More behavioral-health providers may be enticed to move to New Mexico after a bill passed by the Legislature this year made treatment for behavioral health and substance abuse easier to access.

Starting next year, insurance companies won't be allowed to apply limitations on these services. It comes at a time when new data from the Centers for Disease Control and Prevention show the percentage of high school students who said they feel persistently "sad" or "hopeless" increased between 2011 and 2021.

Psychologist Coralanne Griffith-Hunte, a professor at Mercy College, said there are typically clear signs young people are suffering.

"Are they experiencing memory problems?" she said. "Inability to concentrate - seeing only the negative in situations? And are they saying they're having intrusive thoughts? Emotionally, are they experiencing an inability to just relax, just to be OK in situations?"

In addition to the CDC report, a New Mexico Department of Health survey showed two in five high school students, or 40%, reported feeling sad or hopeless in 2019 and one in six ages 12 to 17 experienced a major depressive episode.

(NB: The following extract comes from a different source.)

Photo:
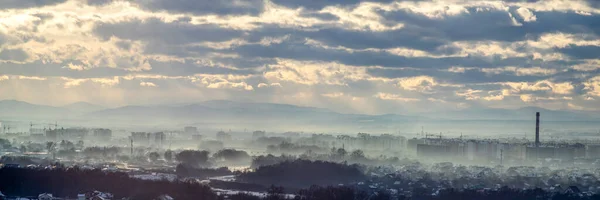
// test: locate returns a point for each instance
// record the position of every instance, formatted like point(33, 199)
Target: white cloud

Many parents blame social media for increased mental-health challenges reported by their kids, but Griffith-Hunte said it's also important that parents take an active role in listening - to help kids identify what they're feeling and build emotional resiliency.

"I say to my clients all the time, 'There's a difference between hearing - hearing means you know the song is playing - listening means you know the words of the song,'" she said.

The CDC's survey showed Hispanic and multiracial students were more likely than others to have persistent feelings of sadness or hopelessness.

May is Mental Health Awareness Month, and Griffith-Hunte encouraged parents to learn more about the national "Sound It Out Together" campaign that offers free tools and resources to help parents and caregivers have more meaningful conversations with their kids.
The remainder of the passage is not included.